CHESS replacement go-live date pushed back 12 more months

ASX CHESS Replacement Delay

The Australian Securities Exchange (ASX) has pushed back the launch date for its long-slated CHESS replacement by another year following requests from industry for more testing time.


The delayed launch will allow for “[increased] project scope” and extra system testing time for Covid-impacted businesses readying to join the platform, the ASX said.

In February this year, the ASX announced its new post-trade system would be ready for industry-wide testing by July, with a fully functional platform set for launch by April 2021.

However, in consideration of the pandemic and likely hitches in industry’s preparations to join the platform, the ASX pushed its go-live date back to April 2022.

Following its most recent industry consultation, the ASX revised its target launch date to April 2023.

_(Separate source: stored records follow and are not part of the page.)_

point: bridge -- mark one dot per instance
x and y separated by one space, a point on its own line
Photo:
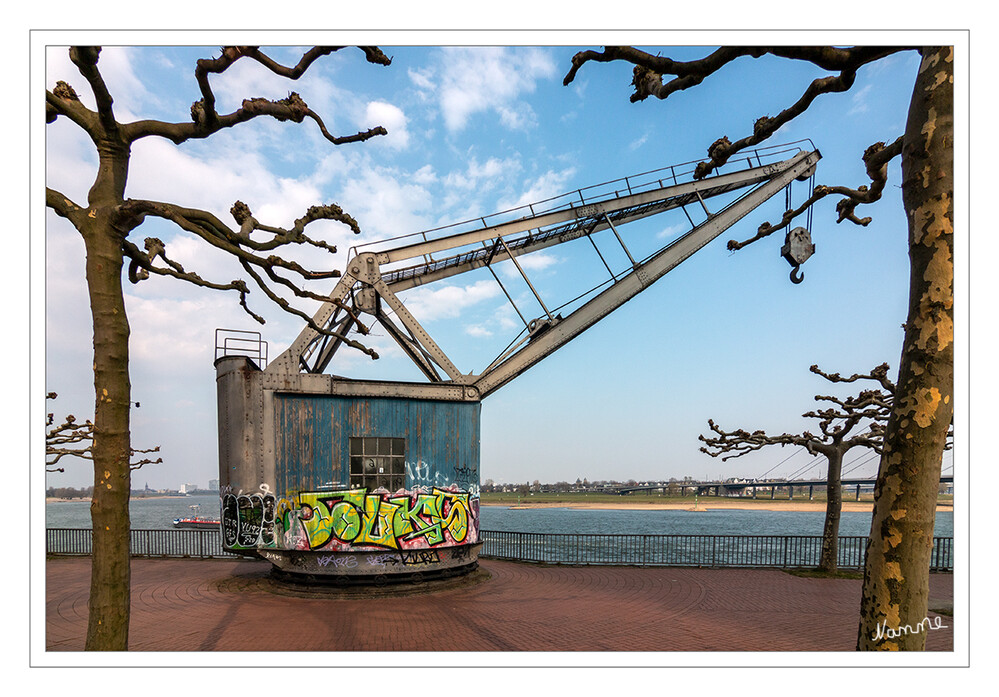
738 488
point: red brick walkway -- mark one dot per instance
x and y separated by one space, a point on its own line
190 605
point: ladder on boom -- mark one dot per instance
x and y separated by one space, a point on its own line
376 273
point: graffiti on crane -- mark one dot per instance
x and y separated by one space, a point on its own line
351 519
355 518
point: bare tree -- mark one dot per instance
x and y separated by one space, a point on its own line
864 416
108 219
896 574
76 440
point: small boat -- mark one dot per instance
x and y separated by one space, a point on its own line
196 521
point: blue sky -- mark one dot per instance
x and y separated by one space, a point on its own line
472 131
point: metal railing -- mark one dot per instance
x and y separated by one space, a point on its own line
775 551
780 551
200 544
240 342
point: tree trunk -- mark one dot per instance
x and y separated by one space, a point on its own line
829 558
896 573
107 628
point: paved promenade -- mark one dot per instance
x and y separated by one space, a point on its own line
223 605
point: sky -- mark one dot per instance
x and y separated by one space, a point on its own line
472 130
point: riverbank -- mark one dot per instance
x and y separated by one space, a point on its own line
848 506
86 499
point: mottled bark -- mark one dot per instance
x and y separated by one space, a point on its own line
829 556
105 223
896 574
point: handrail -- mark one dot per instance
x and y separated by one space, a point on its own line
578 549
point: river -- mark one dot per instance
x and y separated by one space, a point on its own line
159 513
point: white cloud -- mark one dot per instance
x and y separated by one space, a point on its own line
482 79
546 186
671 231
639 142
859 100
386 202
478 331
428 303
485 175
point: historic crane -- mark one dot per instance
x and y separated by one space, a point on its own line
338 478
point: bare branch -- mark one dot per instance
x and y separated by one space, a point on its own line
876 159
205 120
870 408
241 245
648 81
63 205
85 59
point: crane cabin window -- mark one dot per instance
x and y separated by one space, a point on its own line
377 462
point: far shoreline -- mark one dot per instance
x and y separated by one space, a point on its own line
847 506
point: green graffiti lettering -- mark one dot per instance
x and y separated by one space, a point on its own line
357 518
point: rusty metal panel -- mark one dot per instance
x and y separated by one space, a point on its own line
312 434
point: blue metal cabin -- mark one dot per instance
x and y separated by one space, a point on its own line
330 477
334 486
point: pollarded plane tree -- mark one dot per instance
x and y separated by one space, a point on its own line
845 423
896 573
72 439
107 221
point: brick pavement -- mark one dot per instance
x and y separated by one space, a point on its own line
224 605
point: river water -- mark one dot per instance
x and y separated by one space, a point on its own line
159 513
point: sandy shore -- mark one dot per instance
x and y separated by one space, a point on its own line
708 506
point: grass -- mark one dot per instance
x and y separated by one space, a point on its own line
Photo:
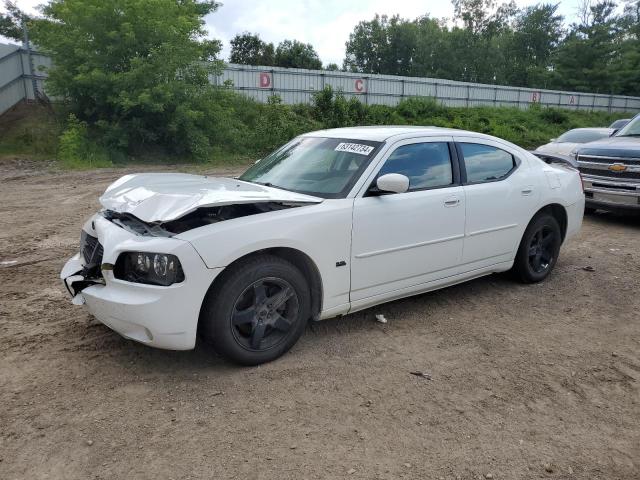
43 132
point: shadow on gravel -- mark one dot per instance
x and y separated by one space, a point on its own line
614 218
319 336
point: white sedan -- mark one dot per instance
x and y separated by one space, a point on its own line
568 143
333 222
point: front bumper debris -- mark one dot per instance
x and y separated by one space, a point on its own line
159 316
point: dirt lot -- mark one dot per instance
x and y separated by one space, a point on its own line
537 381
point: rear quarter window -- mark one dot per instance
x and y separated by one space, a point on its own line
484 163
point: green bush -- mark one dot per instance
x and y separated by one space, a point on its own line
76 150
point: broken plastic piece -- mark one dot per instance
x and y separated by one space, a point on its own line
381 318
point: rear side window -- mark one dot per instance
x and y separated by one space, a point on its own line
485 163
428 165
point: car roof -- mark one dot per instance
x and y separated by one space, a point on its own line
383 133
591 129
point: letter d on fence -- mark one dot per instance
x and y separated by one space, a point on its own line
265 79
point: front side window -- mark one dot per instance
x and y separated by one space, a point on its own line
427 165
324 167
485 163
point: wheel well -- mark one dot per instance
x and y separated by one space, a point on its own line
297 258
559 213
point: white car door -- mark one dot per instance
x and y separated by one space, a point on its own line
406 239
501 197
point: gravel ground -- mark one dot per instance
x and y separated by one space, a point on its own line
538 381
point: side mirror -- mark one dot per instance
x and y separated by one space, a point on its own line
393 182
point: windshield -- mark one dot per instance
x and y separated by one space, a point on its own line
582 136
323 167
631 129
619 123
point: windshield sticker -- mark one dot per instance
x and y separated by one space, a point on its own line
354 148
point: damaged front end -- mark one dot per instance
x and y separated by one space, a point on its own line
195 219
85 268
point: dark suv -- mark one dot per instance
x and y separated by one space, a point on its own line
610 170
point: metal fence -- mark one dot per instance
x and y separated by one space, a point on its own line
20 75
297 86
21 78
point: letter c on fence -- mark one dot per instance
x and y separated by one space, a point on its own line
265 80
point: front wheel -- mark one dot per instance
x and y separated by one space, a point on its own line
539 249
258 311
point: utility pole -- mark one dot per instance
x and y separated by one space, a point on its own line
26 45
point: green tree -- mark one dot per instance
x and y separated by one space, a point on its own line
585 58
367 49
250 49
627 65
11 21
536 34
295 54
136 71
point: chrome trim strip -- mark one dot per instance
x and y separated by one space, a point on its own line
637 159
605 166
407 247
622 193
611 180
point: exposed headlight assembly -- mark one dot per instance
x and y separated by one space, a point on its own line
150 268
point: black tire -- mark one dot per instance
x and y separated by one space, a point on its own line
257 311
538 250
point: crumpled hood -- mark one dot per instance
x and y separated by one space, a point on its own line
613 146
162 197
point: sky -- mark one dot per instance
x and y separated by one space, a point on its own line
325 24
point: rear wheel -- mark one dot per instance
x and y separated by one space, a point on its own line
539 249
258 311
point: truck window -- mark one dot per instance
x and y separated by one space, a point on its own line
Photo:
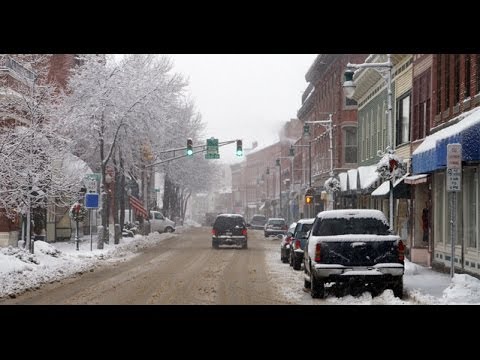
344 226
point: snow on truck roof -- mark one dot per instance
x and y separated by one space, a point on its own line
352 213
306 221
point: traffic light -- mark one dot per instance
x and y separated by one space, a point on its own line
306 129
189 147
239 148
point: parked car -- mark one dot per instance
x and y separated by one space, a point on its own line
275 226
258 222
229 229
353 247
299 240
285 244
160 223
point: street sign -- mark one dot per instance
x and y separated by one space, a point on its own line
212 149
454 180
91 182
91 201
454 167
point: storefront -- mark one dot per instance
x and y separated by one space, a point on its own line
431 158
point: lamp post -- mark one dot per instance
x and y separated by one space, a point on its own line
291 154
306 133
280 184
385 71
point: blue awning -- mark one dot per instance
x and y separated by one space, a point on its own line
431 155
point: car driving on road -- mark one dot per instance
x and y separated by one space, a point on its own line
229 229
258 222
275 226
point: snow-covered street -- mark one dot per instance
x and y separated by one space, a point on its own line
20 270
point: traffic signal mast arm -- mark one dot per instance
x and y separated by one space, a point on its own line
204 149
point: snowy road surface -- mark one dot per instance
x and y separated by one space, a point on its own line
182 268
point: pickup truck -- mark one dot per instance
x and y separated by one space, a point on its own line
160 223
353 247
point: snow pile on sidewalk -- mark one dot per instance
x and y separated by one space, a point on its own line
20 270
464 289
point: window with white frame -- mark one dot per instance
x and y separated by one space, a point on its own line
470 183
403 119
350 144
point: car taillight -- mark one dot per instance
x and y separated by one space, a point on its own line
317 253
401 250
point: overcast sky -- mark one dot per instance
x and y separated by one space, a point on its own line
245 96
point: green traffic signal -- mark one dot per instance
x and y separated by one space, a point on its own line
239 148
306 129
189 147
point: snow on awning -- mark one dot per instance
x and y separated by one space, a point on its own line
343 181
384 188
352 179
432 153
367 176
416 179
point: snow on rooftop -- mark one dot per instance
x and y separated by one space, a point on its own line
465 120
367 176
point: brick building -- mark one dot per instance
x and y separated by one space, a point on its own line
323 96
454 118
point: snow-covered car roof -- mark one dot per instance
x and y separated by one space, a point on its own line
306 221
231 215
352 213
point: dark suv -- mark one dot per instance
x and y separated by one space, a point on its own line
258 222
229 229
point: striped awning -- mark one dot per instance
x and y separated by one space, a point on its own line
137 206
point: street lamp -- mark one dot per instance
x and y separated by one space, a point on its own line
306 134
290 156
385 71
280 184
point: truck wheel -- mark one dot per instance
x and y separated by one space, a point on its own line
317 288
397 288
306 283
297 264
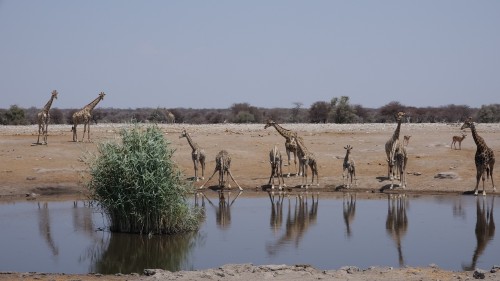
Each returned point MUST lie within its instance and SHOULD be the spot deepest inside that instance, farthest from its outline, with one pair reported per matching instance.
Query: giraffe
(290, 143)
(83, 116)
(391, 144)
(307, 158)
(458, 139)
(198, 155)
(222, 165)
(276, 168)
(349, 167)
(484, 159)
(406, 140)
(170, 117)
(400, 161)
(44, 118)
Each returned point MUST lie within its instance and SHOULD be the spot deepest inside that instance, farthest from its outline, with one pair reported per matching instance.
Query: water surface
(454, 232)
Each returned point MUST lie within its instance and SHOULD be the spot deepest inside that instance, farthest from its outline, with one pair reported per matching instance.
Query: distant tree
(296, 111)
(388, 111)
(248, 113)
(318, 112)
(489, 113)
(15, 116)
(341, 111)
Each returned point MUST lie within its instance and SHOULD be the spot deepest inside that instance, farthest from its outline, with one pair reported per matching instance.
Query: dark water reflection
(329, 231)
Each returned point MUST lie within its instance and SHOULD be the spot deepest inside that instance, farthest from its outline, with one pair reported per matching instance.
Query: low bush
(138, 185)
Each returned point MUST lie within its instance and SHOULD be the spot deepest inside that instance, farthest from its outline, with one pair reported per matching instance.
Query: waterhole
(327, 231)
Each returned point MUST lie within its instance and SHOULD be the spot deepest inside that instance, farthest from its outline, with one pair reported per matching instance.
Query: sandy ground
(57, 170)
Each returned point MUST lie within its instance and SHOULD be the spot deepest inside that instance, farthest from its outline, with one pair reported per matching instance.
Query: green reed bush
(138, 185)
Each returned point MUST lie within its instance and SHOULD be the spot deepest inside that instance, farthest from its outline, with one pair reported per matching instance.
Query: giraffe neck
(477, 138)
(193, 145)
(347, 157)
(46, 108)
(395, 136)
(282, 131)
(93, 104)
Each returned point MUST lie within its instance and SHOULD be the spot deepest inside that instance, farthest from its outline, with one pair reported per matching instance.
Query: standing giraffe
(198, 155)
(44, 118)
(222, 165)
(83, 116)
(391, 144)
(307, 158)
(276, 168)
(400, 161)
(484, 159)
(348, 166)
(290, 143)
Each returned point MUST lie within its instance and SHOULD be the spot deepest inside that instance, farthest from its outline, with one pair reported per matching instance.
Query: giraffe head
(54, 94)
(269, 123)
(183, 134)
(399, 116)
(467, 124)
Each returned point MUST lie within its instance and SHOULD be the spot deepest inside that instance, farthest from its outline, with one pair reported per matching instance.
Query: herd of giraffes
(82, 116)
(397, 157)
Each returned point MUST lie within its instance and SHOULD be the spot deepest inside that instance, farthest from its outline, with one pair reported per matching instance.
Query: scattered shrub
(138, 185)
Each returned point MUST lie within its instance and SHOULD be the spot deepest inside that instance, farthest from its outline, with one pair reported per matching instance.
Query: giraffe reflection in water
(45, 229)
(297, 223)
(349, 211)
(223, 209)
(485, 229)
(397, 221)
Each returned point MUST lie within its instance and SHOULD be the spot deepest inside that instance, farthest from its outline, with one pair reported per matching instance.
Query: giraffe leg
(39, 131)
(231, 175)
(46, 132)
(203, 185)
(195, 164)
(75, 137)
(492, 164)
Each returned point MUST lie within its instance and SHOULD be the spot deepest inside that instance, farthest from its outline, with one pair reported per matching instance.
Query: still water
(453, 232)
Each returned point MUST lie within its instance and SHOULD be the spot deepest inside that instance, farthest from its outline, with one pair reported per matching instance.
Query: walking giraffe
(307, 158)
(198, 155)
(223, 165)
(391, 144)
(43, 118)
(83, 116)
(349, 168)
(484, 158)
(290, 143)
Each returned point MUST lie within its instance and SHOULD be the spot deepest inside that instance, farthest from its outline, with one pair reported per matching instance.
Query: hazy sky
(212, 54)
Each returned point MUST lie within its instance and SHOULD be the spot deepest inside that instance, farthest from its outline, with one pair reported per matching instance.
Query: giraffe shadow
(382, 178)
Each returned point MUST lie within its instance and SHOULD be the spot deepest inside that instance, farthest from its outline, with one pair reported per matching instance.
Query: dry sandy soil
(57, 170)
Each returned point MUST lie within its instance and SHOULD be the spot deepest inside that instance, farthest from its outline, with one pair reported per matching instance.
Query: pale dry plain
(57, 171)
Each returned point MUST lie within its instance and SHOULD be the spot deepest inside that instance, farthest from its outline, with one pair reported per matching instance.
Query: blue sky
(212, 54)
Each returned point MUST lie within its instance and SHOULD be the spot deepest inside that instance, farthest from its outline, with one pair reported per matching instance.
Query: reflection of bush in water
(133, 253)
(139, 186)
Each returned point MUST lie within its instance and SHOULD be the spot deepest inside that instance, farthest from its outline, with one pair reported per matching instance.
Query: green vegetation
(139, 186)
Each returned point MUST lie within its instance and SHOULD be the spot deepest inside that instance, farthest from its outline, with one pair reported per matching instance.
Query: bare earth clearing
(57, 171)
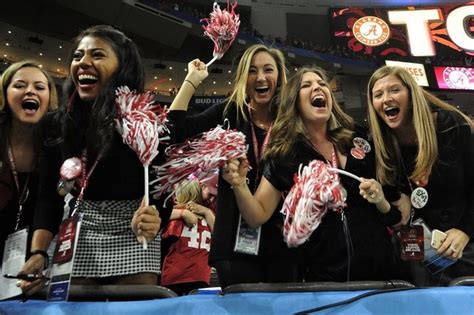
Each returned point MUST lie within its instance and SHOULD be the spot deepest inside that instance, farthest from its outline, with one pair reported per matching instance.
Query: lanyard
(84, 182)
(258, 153)
(22, 194)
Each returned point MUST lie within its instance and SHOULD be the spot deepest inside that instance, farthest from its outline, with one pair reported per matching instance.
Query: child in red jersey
(185, 266)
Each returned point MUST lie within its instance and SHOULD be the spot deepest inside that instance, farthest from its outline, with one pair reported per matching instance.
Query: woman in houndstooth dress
(109, 249)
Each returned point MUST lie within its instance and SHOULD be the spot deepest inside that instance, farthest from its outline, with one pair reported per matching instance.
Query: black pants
(257, 269)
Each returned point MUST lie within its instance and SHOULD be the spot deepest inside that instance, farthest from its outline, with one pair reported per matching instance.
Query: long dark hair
(91, 126)
(5, 112)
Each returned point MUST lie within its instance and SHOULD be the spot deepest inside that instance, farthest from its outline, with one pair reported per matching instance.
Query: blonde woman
(239, 253)
(311, 126)
(425, 144)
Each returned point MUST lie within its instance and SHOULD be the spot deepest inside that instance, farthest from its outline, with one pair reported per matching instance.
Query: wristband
(42, 253)
(192, 84)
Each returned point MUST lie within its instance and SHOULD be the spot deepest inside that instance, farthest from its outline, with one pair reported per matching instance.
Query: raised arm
(197, 72)
(257, 209)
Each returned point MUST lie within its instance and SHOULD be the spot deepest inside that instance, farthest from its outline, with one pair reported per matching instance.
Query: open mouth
(391, 112)
(262, 89)
(30, 106)
(319, 101)
(86, 79)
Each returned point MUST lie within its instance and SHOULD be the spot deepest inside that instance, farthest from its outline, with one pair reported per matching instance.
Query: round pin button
(71, 168)
(419, 197)
(362, 143)
(358, 153)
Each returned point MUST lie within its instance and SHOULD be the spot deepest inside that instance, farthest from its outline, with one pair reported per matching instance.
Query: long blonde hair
(288, 127)
(239, 94)
(387, 153)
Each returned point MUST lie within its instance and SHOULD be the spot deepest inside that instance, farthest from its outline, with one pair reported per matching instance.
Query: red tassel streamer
(141, 124)
(199, 157)
(222, 28)
(315, 191)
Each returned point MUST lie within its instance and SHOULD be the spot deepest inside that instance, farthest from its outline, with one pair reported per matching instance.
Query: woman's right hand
(34, 265)
(189, 218)
(235, 172)
(197, 72)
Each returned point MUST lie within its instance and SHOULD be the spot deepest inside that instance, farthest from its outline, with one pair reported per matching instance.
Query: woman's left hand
(454, 243)
(371, 190)
(197, 208)
(146, 222)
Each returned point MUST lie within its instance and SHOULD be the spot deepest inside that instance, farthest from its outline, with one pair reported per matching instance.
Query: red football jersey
(187, 259)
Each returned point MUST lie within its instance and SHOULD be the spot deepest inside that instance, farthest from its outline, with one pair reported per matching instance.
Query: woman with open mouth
(424, 147)
(240, 253)
(27, 93)
(85, 158)
(350, 240)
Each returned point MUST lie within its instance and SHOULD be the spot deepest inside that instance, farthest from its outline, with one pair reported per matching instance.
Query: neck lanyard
(22, 194)
(259, 152)
(84, 182)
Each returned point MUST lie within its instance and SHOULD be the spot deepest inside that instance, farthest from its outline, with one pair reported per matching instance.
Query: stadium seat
(114, 292)
(316, 286)
(462, 281)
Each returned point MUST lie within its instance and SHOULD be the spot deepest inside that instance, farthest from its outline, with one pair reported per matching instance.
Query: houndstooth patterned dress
(107, 245)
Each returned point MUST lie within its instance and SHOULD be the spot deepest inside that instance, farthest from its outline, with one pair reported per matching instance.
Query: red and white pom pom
(222, 28)
(141, 124)
(200, 157)
(315, 191)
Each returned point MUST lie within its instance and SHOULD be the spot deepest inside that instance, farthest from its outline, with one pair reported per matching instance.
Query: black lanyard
(259, 152)
(22, 193)
(84, 182)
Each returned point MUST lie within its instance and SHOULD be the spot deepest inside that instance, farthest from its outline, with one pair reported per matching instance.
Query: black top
(9, 203)
(227, 212)
(450, 185)
(325, 252)
(119, 175)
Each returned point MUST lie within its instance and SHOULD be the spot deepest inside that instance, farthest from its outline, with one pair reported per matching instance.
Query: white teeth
(318, 97)
(87, 76)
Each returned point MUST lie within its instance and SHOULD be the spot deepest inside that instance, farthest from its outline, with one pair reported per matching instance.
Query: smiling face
(391, 101)
(314, 99)
(28, 95)
(262, 79)
(93, 64)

ASX chief executive Dominic Stevens admitted the “functional scope, capacity, scalability and testing of the CHESS replacement system… is greater” than originally anticipated.

Taking a less hurried, risk-averse approach, Stevens said the revised timeline “captures the increased requirements of ASX and the industry and lowers the risk in delivering them”.

The Clearing House Electronic Sub-register System, or CHESS, the ASX’s quarter-of-a-century old clearing and settlement system, is set to be replaced with a new blockchain-based system built on Java and DAML – the Digital Asset Modelling Language, a globally adopted industry standard for over-the-counter (OTC) derivatives trading platforms.

The new system has been touted as the world’s first industrial-scale use case for distributed ledger technology, otherwise known as blockchain.

The long-awaited CHESS replacement has promised to provide issuers and end investors greater control over market activities through “timely, secure and simplified access to the register of holders (for issuers), financial assets (end investors) and associated information”.

“It enables the industry to meet and respond to changing local and global markets, and promote further innovation through new levels of functionality, open standards and flexible technology,” the ASX said in briefing documents.

While stressing that “most CHESS users indicated they could meet the proposed go-live date of April 2022”, the ASX acknowledged the significant impact of the Covid pandemic on the industry’s readiness to hook into its new post-trade system.

A significant portion of stakeholders requested extra time for testing, the ASX said, as well as additional functionality in the new system “to reduce manual processes (such as electronic corporate action elections)”.

Covid-19 continues to have an impact “on collaboration and productivity, the importance of digitising processes and the need to further reduce cutover risk to the new CHESS system”.

“ASX has listened to the industry, regulators and its technology partners throughout this project.  It is clear that Covid-19 continues to impact the whole industry, including ASX, and this has evolved what our stakeholders want from the CHESS replacement system,” Stevens said.

“In parallel, ASX has considered how we can reduce delivery risk, enhance the customer experience and continuously improve project execution. Consequently, we have increased the scope of the project and extended the timeline. The result is a program that provides a significantly enhanced CHESS replacement solution on Day 1.”

The ASX noted that, following an “unprecedented ‘bursting’ of daily trade volumes” during Covid, the industry has also requested substantially more post-trade processing capacity than had been contemplated pre-Covid-19.

According to the stock exchange, additional trades in early March eclipsed previous records by approximately 3.5 million trades, compared to historical bursts of less than 0.5 million trades.

“As a result, ASX has adjusted the Day 1 scope and schedule for the CHESS replacement system to target significantly more throughput capacity and scalability, more functionality, more industry testing, and more time for users and ASX to prepare.”

“[Replacing] CHESS is an important and innovative project, with significant long-term benefits for Australia’s financial market users,” Stevens said.

“It is ASX’s responsibility to deliver it in a safe and timely manner, and to consider the feedback from all our stakeholders.”